Teach the secular world to long for true joy, Pope urges audience
November 07, 2012
Christians in the contemporary world should “promote a pedagogy of desire,” helping society to recognize the longing for God, Pope Benedict XVI told his public audience on November 7.
Continuing his series of talks on the faith, the Pope said that “man carries within himself a mysterious desire for God.” But that desire is suppressed in secularized Western cultures, which have dulled the yearning for God in the quest for material satisfaction. Still, man by nature naturally seeks for more than fleeting pleasures, the Pope said. Even secularized men longs for the experience of “going beyond oneself,” finding a greater good. Love provides some satisfaction for this longing, yet “the human experience of love has a dynamism that draws us beyond ourselves.”
Citing the familiar saying of St.

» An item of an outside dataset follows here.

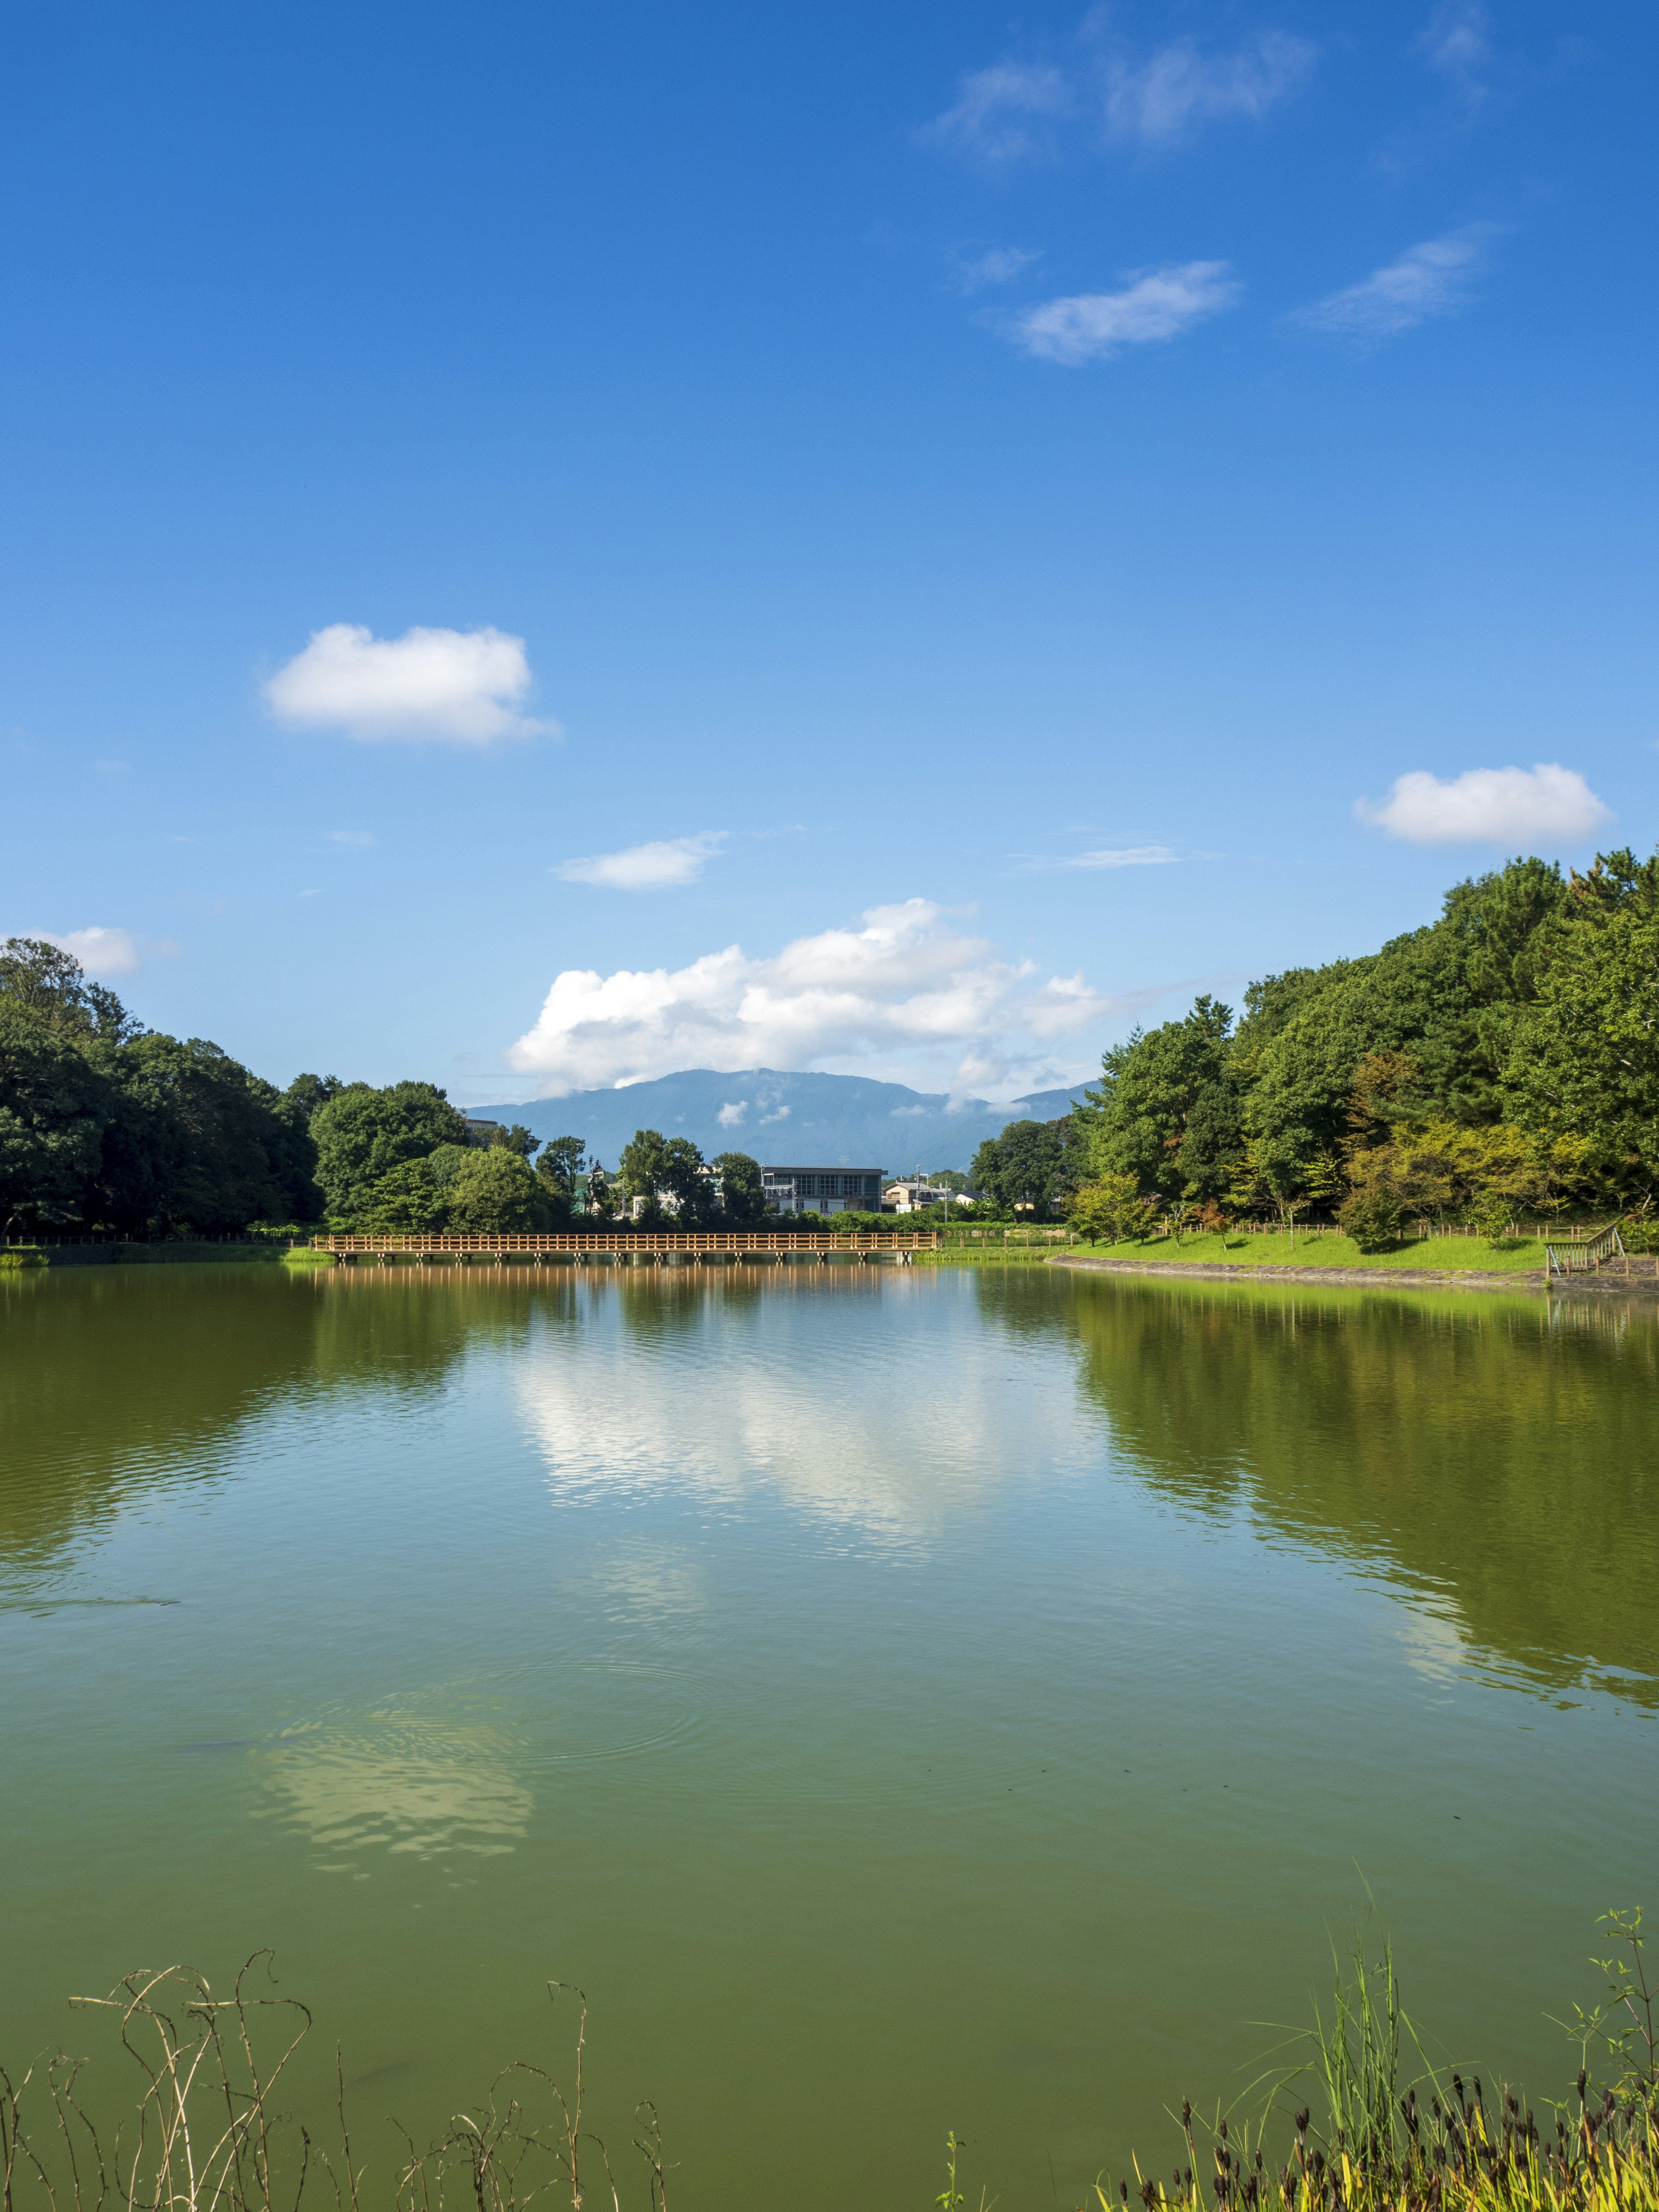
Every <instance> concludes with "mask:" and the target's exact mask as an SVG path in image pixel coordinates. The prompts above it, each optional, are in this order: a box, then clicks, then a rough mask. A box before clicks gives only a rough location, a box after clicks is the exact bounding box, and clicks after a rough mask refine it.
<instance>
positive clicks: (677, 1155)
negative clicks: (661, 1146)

Augustine that the human heart is restless until it rests in God, Pope Benedict said that unrest “proves that man is, deep down, a religious being.”
To help a secularized world satisfy that innate religious impulse, the Pope called for that “pedagogy of desire, both for the journey of those who still do not believe and for those who have already received the gift of faith.” Believers and non-believers alike, he said, should be encouraged in “learning or re-learning an authentic taste for the joys of life.”
A related need, the Pope continued, is “never settling for what has been achieved.” The quest for true joy leads on an “upward climb,” which finds its goal in union with God.